Dunno
and I am vegetarian, pretty close to vegan, and have been most of my life.
I can deal with meat, skinning, gutting, etc., but put it near my mouth and I want to vomit. It's *dead*. I won't use the same pots or utensils for cooking or storing it as I do *food* and I happily go hungry rather than eat something dodgy. Not a particularly good survival trait I know, but there you go.
I'm finding it harder to eat dairy products now too, eggs are a no, as are many cheeses; butter and honey I still manage. Fish is just gross.
Why? No idea. My sons are vegetarian too, one is as fussy as I am, even down to his soap being not from animal tallowate; the other will eat sweets with gelatine in them....just. They reckoned very early on that they didn't *need* to eat meat to live healthily so they wouldn't.
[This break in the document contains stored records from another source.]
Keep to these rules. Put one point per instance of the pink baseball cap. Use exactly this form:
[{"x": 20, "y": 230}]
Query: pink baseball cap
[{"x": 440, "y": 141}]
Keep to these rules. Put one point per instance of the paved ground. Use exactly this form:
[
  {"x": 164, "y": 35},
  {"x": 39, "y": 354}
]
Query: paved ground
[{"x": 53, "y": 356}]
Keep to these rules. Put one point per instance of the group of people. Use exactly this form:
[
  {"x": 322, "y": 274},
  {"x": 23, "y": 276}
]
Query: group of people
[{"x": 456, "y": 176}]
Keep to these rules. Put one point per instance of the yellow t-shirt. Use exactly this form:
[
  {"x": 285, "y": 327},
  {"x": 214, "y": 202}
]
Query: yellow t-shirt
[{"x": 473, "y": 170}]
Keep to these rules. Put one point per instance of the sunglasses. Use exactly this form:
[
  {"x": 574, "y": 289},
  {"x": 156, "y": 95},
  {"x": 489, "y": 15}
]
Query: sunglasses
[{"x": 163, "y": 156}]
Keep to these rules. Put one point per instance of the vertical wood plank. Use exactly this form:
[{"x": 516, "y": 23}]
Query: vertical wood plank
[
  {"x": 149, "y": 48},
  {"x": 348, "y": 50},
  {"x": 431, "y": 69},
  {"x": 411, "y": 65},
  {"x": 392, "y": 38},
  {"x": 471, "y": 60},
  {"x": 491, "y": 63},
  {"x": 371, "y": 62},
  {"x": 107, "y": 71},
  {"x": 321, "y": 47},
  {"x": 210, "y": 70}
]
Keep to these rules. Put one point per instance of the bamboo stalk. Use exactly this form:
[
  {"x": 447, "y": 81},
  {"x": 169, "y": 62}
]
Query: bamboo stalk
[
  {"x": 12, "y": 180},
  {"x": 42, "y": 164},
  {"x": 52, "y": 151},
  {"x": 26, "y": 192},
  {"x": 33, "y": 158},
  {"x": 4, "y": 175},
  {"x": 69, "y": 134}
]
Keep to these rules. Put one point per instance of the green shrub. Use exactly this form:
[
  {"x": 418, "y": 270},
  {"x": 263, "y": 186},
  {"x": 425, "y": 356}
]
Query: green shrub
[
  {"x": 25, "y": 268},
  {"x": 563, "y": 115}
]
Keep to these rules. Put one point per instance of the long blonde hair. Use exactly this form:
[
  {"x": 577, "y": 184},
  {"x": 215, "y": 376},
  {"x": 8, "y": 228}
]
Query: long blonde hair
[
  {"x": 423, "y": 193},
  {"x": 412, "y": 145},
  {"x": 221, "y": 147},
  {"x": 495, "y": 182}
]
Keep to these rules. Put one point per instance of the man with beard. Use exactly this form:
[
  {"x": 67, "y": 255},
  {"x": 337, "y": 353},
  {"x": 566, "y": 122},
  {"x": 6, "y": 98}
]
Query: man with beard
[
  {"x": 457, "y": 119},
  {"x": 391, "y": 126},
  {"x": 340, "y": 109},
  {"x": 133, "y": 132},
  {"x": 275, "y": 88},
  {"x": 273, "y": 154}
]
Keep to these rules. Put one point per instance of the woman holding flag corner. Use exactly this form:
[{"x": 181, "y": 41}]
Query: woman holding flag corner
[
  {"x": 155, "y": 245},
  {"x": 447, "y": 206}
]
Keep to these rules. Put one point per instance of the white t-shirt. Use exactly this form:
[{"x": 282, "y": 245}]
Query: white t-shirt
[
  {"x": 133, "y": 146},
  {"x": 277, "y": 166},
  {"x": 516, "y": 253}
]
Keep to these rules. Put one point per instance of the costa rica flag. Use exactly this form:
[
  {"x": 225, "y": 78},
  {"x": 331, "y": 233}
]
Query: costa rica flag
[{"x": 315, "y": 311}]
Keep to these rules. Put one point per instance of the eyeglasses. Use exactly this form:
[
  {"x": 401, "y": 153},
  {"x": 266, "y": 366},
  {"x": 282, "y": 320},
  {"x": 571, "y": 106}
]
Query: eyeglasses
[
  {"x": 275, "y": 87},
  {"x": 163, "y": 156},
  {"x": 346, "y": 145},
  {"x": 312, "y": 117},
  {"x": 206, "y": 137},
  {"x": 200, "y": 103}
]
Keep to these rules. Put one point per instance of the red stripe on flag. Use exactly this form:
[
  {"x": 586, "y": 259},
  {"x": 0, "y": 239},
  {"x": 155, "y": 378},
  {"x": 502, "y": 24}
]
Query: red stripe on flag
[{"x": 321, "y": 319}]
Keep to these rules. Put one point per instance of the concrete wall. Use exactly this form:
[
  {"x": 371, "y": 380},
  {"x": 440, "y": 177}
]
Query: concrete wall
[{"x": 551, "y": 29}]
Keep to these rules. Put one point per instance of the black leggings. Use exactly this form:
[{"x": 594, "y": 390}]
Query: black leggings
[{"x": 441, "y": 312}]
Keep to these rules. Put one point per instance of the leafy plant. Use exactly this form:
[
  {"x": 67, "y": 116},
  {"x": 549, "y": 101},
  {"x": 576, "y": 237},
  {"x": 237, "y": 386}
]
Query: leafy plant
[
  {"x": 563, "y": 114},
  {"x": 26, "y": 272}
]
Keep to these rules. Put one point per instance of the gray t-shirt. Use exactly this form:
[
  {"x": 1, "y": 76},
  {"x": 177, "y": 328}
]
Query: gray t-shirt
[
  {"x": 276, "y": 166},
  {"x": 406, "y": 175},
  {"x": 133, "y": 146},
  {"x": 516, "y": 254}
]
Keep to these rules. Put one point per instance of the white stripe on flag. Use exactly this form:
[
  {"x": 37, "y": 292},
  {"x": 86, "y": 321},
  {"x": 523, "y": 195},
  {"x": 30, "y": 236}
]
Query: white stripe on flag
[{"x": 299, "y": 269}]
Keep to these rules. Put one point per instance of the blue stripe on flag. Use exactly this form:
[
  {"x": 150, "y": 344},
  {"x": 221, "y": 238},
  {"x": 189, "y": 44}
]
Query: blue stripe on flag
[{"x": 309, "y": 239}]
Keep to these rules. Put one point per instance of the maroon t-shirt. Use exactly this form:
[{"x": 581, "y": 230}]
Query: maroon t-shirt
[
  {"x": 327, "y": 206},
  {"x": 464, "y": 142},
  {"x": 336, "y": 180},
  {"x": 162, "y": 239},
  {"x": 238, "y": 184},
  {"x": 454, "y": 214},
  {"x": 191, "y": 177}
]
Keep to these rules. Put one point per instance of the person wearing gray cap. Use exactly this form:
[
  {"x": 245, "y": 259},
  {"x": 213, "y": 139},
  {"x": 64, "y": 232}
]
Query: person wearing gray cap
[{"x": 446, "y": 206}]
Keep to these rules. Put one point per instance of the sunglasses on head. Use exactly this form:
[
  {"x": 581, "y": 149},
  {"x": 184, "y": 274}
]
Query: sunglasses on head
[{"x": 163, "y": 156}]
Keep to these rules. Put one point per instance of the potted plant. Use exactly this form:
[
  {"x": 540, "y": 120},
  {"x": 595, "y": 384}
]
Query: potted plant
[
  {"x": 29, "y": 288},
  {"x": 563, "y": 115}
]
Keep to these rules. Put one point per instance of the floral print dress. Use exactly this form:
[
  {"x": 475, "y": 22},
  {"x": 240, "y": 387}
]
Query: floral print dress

To be honest I didn't think their determination would last, but twenty years later they haven't changed their minds or habits about meat.
Frankly factory farming is cruel, I'm not surprised that more and more people are becoming veggie, besides, it very good food
There's a book called "Diet for a Small Planet" that gives very good reasons why the production of meat is environmentally unsound quite apart from the humane reasons.
There is another point; it's never been easier to be vegetarian or vegan; we have an incredibly rich assortment of foodstuffs to choose from, the only things we don't eat are beef, pork, mutton, game, poultry and fish. Everything else is good stuff
Vegans find it repulsive (physically or morally) to eat dairy products, eggs and honey, because it exploits other creatures too.
Restaurants are the dregs for eating in; very few chefs care enough to be really clean about food to vegetarian standards. If it were an allergic contamination problem they'd be a whole lot better at keeping utensils, etc., seperate.
Probably going to get flamed now, but it is how vegetarians see things.